This causes two problems, firstly the badge is in the hands of someone who is not a licensed driver, secondly the badge is not in the possession of the driver which technically prevents the driver from legally working.
Fortunately The Act allows for exemption from wearing a badge and The LPHCA’s position is for block exemption from wearing but the mandatory carrying an ID Badge issued by TfL.
The other downside to potential mandatory wearing of a badge is that touts will replicate the badges.
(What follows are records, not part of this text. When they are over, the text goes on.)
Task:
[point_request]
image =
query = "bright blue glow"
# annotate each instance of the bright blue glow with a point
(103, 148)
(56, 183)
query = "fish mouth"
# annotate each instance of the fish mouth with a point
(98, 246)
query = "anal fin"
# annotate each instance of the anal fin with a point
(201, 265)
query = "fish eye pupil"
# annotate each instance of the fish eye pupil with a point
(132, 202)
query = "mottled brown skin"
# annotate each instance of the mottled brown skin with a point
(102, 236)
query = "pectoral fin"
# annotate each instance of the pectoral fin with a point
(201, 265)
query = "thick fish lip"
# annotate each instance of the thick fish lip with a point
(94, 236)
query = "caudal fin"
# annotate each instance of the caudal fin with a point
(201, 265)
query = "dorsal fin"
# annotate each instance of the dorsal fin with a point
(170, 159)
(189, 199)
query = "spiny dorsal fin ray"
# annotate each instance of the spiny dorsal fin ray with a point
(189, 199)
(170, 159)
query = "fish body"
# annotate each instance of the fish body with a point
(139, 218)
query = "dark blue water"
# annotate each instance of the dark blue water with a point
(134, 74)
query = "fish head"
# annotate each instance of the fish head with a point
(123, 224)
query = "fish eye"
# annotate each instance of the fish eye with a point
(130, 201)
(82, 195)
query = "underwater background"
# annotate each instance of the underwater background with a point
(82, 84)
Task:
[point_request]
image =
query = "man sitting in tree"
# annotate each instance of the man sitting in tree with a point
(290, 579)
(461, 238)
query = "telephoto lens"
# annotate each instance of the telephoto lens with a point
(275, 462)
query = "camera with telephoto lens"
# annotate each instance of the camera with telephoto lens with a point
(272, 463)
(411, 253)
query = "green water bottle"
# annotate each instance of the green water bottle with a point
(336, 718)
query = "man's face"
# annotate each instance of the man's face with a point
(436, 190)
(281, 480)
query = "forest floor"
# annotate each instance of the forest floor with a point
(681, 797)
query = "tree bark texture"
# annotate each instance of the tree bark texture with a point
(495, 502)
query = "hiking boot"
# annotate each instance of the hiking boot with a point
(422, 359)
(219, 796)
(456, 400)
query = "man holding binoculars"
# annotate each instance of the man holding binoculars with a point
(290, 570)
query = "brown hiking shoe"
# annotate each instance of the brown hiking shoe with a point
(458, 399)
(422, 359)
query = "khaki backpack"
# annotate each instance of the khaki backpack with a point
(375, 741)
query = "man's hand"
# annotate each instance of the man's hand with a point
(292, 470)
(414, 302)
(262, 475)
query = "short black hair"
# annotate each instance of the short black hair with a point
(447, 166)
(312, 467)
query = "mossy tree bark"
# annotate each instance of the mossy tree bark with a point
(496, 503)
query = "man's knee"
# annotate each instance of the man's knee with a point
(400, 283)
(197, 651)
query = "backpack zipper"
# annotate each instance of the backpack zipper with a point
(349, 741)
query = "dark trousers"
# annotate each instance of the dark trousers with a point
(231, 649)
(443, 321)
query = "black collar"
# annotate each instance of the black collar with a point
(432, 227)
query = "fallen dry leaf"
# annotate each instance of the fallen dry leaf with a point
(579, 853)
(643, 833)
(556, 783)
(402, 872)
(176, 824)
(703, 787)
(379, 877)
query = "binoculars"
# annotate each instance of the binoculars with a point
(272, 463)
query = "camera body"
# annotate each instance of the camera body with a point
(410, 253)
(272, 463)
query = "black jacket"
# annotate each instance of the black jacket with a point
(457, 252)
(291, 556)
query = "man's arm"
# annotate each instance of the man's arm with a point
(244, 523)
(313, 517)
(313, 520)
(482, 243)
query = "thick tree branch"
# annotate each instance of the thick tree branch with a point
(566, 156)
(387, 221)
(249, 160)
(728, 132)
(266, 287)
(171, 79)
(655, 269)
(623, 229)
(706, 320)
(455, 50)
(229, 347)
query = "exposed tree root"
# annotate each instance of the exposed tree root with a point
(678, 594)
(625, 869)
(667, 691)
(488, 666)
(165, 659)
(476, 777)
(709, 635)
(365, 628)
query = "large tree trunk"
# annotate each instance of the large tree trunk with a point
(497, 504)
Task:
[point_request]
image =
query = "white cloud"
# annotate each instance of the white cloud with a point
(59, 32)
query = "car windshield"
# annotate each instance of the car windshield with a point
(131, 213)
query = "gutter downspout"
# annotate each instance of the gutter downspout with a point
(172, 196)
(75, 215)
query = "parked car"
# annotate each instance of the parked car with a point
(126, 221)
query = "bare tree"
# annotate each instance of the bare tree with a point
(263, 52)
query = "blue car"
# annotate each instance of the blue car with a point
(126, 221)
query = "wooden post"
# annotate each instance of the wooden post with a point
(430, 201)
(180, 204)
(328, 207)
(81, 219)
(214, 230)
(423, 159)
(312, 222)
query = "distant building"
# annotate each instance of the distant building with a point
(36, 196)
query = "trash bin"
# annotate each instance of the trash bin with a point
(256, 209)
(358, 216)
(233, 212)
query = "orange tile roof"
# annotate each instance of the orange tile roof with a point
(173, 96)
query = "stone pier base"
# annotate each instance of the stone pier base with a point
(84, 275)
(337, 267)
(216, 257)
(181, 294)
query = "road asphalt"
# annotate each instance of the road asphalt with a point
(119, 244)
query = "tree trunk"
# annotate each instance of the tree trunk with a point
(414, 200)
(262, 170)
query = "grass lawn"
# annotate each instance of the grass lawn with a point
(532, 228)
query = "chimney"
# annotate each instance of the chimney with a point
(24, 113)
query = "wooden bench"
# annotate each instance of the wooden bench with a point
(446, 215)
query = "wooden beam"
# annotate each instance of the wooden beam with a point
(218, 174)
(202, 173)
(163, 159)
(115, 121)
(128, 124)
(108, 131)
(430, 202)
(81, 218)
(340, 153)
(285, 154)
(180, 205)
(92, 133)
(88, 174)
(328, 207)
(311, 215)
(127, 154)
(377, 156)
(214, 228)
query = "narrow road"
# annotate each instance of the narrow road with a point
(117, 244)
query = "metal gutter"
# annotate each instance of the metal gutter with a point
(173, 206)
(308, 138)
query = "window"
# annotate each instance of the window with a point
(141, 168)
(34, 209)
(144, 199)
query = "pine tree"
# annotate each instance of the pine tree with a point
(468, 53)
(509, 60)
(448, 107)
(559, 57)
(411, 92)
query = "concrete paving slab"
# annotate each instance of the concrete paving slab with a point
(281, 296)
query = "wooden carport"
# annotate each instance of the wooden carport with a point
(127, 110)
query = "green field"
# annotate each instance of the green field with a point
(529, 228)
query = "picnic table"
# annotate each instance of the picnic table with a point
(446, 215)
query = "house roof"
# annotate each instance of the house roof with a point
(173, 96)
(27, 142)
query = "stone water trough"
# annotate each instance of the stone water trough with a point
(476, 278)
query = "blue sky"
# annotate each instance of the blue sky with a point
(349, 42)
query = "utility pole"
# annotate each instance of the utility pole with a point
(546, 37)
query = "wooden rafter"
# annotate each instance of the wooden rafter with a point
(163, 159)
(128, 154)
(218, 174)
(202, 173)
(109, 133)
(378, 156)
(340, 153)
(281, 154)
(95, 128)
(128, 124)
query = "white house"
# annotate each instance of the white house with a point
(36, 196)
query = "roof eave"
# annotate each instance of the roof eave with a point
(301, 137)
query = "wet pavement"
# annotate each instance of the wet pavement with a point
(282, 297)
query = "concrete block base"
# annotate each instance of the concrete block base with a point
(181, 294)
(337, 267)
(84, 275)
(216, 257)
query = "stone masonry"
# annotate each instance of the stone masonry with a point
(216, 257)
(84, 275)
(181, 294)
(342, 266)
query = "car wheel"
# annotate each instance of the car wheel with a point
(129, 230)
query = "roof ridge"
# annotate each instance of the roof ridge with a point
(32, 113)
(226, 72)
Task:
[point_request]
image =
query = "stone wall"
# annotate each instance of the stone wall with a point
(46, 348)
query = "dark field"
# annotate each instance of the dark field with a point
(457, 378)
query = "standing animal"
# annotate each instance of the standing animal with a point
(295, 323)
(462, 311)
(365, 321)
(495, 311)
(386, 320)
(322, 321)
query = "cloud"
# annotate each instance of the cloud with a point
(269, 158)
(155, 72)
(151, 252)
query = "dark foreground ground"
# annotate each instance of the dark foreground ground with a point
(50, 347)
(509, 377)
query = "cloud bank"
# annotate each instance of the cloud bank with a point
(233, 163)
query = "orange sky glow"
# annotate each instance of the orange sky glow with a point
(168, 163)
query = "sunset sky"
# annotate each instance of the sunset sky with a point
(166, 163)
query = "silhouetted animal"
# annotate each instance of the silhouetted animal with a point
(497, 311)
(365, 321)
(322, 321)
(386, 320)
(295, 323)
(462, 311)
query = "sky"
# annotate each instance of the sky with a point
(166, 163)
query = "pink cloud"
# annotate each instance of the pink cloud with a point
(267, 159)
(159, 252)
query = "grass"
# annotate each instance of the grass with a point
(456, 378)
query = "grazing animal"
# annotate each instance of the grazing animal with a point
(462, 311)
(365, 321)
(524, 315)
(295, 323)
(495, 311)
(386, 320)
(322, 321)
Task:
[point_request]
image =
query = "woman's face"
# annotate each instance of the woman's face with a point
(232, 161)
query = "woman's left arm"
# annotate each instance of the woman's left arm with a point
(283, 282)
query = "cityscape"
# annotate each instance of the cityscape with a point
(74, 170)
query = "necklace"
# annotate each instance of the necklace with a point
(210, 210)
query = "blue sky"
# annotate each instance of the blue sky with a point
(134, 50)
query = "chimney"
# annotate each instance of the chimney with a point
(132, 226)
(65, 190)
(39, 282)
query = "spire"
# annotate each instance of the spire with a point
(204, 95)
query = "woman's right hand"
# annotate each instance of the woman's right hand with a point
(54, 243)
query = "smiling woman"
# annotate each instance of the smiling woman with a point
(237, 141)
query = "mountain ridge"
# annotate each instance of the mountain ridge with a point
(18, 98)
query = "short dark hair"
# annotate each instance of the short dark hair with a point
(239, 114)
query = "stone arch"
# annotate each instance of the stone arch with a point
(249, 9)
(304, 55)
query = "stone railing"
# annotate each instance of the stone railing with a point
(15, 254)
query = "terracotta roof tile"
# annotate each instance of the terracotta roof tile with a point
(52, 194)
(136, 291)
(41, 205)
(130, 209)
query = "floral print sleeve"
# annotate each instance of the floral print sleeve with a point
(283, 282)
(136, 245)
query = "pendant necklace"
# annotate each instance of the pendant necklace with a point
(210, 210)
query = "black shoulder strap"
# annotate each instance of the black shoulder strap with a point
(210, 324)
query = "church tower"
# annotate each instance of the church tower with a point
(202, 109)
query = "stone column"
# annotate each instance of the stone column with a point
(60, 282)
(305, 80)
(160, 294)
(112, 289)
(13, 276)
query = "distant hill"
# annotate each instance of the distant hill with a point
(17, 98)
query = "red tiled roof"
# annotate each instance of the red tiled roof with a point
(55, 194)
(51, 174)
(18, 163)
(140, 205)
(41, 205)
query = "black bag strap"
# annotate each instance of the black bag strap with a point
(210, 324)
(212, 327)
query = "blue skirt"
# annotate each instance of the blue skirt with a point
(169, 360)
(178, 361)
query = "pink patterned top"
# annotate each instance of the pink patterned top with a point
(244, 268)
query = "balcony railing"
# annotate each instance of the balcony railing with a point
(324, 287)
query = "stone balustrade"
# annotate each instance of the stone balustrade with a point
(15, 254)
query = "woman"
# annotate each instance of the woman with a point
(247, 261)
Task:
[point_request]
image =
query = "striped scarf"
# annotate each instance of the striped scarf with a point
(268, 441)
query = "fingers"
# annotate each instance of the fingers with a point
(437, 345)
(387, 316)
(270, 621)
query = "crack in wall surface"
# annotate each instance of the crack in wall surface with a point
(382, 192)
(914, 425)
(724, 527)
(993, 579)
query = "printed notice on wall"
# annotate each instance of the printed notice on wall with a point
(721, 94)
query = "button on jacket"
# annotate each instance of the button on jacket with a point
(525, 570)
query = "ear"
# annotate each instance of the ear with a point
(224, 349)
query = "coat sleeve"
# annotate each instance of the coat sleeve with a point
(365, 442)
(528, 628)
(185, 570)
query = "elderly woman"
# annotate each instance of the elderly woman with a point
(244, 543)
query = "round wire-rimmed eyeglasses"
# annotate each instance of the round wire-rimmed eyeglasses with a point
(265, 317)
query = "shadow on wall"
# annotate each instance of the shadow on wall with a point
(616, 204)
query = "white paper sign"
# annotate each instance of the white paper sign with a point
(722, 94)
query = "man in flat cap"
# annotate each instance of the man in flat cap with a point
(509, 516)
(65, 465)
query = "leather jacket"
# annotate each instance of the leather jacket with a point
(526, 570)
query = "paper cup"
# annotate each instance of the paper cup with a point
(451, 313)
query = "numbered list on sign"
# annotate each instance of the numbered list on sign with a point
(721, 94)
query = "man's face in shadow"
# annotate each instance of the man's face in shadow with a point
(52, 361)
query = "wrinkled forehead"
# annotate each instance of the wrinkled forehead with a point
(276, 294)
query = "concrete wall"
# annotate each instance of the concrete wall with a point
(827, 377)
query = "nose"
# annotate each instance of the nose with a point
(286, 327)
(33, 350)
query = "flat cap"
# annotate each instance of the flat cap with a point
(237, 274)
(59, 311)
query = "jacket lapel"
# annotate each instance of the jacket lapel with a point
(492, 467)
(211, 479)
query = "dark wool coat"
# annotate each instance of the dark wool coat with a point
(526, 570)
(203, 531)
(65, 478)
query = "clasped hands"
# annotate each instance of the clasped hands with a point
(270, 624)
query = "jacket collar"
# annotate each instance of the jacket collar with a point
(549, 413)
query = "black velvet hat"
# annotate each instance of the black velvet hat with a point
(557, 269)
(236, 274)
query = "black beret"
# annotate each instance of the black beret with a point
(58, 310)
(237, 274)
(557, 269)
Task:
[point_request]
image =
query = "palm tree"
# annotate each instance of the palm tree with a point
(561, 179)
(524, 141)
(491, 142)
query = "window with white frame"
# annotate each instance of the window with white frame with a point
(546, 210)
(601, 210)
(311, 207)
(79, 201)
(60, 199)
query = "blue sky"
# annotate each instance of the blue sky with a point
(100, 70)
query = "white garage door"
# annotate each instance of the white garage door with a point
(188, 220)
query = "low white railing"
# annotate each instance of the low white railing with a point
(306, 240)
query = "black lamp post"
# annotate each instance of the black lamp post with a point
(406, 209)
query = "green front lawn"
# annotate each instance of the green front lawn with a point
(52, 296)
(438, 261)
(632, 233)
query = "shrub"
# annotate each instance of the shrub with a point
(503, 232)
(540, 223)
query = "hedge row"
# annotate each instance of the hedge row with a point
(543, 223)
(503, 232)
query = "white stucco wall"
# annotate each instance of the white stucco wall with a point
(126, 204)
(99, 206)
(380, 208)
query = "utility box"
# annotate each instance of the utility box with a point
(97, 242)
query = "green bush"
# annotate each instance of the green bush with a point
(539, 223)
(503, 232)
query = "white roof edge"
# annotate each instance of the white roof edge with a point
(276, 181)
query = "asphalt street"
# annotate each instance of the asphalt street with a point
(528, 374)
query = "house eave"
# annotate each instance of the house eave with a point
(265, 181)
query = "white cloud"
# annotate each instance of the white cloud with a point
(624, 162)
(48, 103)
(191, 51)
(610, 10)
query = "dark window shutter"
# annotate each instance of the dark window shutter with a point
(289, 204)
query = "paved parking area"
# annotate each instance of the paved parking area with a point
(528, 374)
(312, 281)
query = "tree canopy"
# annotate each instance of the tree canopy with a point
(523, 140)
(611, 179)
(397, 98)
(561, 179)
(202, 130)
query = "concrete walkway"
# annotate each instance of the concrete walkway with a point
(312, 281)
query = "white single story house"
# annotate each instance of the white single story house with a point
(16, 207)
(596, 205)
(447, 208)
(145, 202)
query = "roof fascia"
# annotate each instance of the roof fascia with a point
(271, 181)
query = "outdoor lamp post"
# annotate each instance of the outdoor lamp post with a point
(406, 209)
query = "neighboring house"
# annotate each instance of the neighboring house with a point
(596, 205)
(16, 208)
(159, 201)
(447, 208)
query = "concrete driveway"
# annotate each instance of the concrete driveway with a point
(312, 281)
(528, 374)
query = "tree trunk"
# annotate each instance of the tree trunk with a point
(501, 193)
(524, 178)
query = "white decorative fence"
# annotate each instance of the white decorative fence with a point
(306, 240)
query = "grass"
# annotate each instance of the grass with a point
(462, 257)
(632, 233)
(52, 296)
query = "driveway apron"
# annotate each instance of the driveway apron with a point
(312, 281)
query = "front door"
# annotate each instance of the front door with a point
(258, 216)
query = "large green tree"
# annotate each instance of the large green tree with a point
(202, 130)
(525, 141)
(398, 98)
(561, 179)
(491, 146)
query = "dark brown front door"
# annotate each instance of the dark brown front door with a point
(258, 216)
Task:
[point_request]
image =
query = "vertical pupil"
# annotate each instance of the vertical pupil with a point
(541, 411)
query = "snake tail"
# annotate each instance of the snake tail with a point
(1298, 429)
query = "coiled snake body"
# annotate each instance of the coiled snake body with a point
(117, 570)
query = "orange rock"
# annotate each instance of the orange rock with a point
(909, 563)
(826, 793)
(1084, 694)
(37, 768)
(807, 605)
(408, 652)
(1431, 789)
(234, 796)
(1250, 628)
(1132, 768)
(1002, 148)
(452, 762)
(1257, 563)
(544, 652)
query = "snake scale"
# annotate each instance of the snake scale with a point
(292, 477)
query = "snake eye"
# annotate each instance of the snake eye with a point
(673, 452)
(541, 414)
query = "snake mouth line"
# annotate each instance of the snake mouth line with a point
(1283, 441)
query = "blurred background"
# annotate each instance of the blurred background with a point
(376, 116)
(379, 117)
Whilst this will not fool an enforcement officer or the police it would probably fool most members of the general public and gives the tout a plausible credibility.
The final point to make is that many badges worn on the person will be lost; TfL will spend a horrendous amount of time re-issuing badges if wearing them is enshrined in the proposed regulations.
Particular comments invited:
What other details if any should be included on the badge?
What exemptions are acceptable and under what circumstances?
What level of detail/evidence would be required in support of the application for exemption?
Any exemption from the driver having to wear a badge will require that badge or card to be carried by that person at all times whilst undertaking a private hire booking.
OUR POSITION - Driver’s Badges
Block exemption - All drivers should be exempted from having to wear a badge however we recognise that this will require that a badge or identity card must be carried by the driver whilst undertaking a private hire booking.
Transitional arrangements
The Act says,
“The Secretary of State may by regulations make such transitional provisions and such savings as he considers necessary or expedient in preparation for, in connection with, or in consequence of:
a) The coming into force of any provision of this Act; or         
b) The operation of any enactment repealed or amended by a provision of this Act during any period when the repeal or amendment is not wholly in force”.
The LPHCA welcomes in principle the more sensible initiatives shown in section 7 of the consultation document. In particular, the driver voluntary registration scheme and the desire to recognise existing drivers.
These two schemes will enable a smooth transition for the trade whilst at the same time establishing the regulatory framework for the long-term future of The Industry.
We do however have serious concerns that you will successfully regulate the trade if everything is pre-conditional on retrospective requirements for existing drivers.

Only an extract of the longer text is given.